従来の対策であるWAFやAPI Gatewayだと、境界型の防御としては有効ですが、いったんこの内側に入られてしまうと、それを検知や制御することが難しくなります。
次に、APIを取り巻く課題を3つ紹介します。まず1つ目は、シャドウAPI。先ほど紹介した野良APIですね。こちらは、自社が有しているAPIを管理しきれていないという問題です。
2つ目は、脆弱なAPIです。先ほど紹介したOWASP API Security Top 10の脆弱性が存在するAPIが公開されているケース。
3つ目は、APIの乱用ですね。こちらは、APIを利用しているビジネスパートナーさんなどが侵害されてしまって、勝手にAPIを使われてしまうといったケースです。
こういった課題にすべて対応する必要が出てくる中で、Akamaiさんは、API Securityというソリューションをリリースされました。

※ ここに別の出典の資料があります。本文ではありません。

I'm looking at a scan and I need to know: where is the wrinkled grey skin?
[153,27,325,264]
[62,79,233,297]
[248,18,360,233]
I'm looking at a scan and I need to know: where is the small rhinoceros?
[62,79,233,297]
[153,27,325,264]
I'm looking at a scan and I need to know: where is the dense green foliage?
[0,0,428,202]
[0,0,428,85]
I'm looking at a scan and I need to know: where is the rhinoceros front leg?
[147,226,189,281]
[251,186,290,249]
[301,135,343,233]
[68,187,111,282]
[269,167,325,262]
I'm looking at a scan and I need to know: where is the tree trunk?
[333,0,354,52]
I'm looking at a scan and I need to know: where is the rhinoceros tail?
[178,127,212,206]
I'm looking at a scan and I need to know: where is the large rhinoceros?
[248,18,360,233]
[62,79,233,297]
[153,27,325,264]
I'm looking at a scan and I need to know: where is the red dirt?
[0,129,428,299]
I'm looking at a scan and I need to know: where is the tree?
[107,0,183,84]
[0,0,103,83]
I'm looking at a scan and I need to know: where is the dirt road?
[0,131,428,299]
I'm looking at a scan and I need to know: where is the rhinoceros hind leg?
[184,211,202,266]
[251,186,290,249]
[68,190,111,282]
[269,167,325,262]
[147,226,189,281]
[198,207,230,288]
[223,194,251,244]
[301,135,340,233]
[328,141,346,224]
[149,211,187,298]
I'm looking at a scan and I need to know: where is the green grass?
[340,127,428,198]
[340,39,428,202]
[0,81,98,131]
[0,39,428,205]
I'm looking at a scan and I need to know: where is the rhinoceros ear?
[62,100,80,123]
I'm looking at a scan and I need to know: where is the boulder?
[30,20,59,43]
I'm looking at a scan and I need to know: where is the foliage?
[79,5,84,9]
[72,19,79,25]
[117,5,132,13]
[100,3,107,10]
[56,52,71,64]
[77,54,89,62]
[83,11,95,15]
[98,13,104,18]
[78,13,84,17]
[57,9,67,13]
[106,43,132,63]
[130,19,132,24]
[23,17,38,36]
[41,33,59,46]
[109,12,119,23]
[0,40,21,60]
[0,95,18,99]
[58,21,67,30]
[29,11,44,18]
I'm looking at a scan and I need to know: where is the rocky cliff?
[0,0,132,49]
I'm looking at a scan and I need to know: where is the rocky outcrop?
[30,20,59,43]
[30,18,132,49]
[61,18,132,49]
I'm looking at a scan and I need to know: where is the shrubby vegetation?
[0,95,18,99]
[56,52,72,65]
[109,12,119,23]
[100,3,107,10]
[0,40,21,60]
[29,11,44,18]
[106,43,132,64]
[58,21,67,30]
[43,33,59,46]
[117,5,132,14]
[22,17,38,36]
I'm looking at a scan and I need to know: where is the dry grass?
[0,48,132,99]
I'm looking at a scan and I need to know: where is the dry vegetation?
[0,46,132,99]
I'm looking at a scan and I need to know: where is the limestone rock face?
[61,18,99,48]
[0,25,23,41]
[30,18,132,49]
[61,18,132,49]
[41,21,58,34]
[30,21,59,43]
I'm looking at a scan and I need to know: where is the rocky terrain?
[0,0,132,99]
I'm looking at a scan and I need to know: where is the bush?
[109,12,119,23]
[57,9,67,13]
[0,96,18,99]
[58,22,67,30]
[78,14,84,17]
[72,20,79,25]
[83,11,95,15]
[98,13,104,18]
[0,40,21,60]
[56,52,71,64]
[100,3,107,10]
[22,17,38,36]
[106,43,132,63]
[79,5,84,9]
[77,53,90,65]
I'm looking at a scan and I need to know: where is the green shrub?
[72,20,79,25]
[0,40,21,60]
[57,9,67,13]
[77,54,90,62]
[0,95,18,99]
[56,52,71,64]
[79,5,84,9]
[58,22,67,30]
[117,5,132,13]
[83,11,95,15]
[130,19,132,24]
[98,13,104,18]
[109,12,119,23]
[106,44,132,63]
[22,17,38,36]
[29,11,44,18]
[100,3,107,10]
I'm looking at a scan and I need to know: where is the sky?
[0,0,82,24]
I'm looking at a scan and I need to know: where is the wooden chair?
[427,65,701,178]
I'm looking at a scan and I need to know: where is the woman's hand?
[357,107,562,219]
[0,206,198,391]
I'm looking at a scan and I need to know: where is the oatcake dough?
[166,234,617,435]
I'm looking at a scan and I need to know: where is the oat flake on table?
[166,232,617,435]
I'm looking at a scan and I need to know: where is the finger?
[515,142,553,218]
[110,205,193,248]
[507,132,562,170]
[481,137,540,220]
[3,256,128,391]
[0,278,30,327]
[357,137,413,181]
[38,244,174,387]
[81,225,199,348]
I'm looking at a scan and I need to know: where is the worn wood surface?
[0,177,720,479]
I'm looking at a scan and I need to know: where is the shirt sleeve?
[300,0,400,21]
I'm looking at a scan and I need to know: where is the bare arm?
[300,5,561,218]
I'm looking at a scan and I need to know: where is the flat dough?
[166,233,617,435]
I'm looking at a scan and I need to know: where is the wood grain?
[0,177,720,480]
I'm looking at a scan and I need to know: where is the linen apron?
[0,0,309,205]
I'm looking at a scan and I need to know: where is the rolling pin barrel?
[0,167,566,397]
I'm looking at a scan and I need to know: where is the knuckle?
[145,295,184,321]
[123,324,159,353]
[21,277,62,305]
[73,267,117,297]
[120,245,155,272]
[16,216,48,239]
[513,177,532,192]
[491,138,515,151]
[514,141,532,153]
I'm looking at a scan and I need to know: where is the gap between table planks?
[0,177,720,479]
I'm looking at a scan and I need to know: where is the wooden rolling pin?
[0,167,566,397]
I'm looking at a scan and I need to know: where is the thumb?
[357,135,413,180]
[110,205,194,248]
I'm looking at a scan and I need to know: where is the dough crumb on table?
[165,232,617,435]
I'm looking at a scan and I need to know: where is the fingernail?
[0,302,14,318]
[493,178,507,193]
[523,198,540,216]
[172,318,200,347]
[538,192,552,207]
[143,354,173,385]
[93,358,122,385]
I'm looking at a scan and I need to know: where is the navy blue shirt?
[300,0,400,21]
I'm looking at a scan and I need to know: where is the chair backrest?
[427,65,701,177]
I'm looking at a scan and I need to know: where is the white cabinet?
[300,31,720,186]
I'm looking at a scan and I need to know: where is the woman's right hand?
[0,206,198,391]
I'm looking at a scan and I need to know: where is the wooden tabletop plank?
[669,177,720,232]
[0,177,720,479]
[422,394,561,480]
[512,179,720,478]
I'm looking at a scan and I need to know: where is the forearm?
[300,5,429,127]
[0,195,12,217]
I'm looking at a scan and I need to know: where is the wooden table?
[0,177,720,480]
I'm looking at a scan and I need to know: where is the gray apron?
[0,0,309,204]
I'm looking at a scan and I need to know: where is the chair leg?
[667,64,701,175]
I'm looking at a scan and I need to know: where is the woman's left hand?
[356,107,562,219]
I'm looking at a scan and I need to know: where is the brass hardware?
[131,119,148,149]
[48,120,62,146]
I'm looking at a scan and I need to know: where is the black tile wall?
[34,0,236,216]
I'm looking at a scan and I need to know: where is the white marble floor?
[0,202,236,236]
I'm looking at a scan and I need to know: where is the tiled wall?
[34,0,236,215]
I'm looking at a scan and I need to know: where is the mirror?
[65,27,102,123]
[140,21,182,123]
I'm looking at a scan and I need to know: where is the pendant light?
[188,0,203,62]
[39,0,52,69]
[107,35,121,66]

このソリューションは、先ほど言った3つの課題に対応しています。包括的で継続的なAPIエンドポイントディスカバリーを提供するほか、各種の実装で起こり得る、API特有の脆弱性を独自の仕組みで監視して、問題点をフィードバックすることができます。
蓄積されたデータをAIで学習して、それをプロファイリングしておくことで、通常とはちょっと違う挙動があった際に、速やかにアラートを上げることもできます。
続いて、Akamai API Securityの仕組みです。AkamaiのAPI Securityでは、さまざまなデバイスからデータを収集することができます。
ふだんと異なるアノマリーなトラフィックだったり、攻撃の可能性のあるアクセスを検知した際には、アラートを上げることもできますし、そのままWAFやAPI Gatewayと連動させて、アクセス制御を自動化することもできます。
また、Privacy By Designというものにも力を入れています。主要な、ここに書いているCDNやWAFから、このデータレイクにデータを収集するのですが、その際に、センシティブなデータをトークン化して蓄積させることで、そのデータが第三者に勝手に見られることはありません。
必要な時に、管理者がデコードしてチェックできるように、プライバシーに配慮した設計がなされています。
それでは最後に、既存のソリューションである「App & API Protector」と「API Security」の違いを紹介して終わりたいと思います。
このApp & API Protectorでは、WAFということで、リアルタイムにブロックすることに長けています。
一方で、APIに潜んでいる脆弱性は、API Securityのプロファイリングや振る舞い検知などであぶり出して、それをフィードバックします。こちらは、予防に主眼を置いているというので、それぞれのソリューションを適材適所で使い分けるのがいいのかなと思います。
以上で私の発表を終わります。ご清聴ありがとうございました。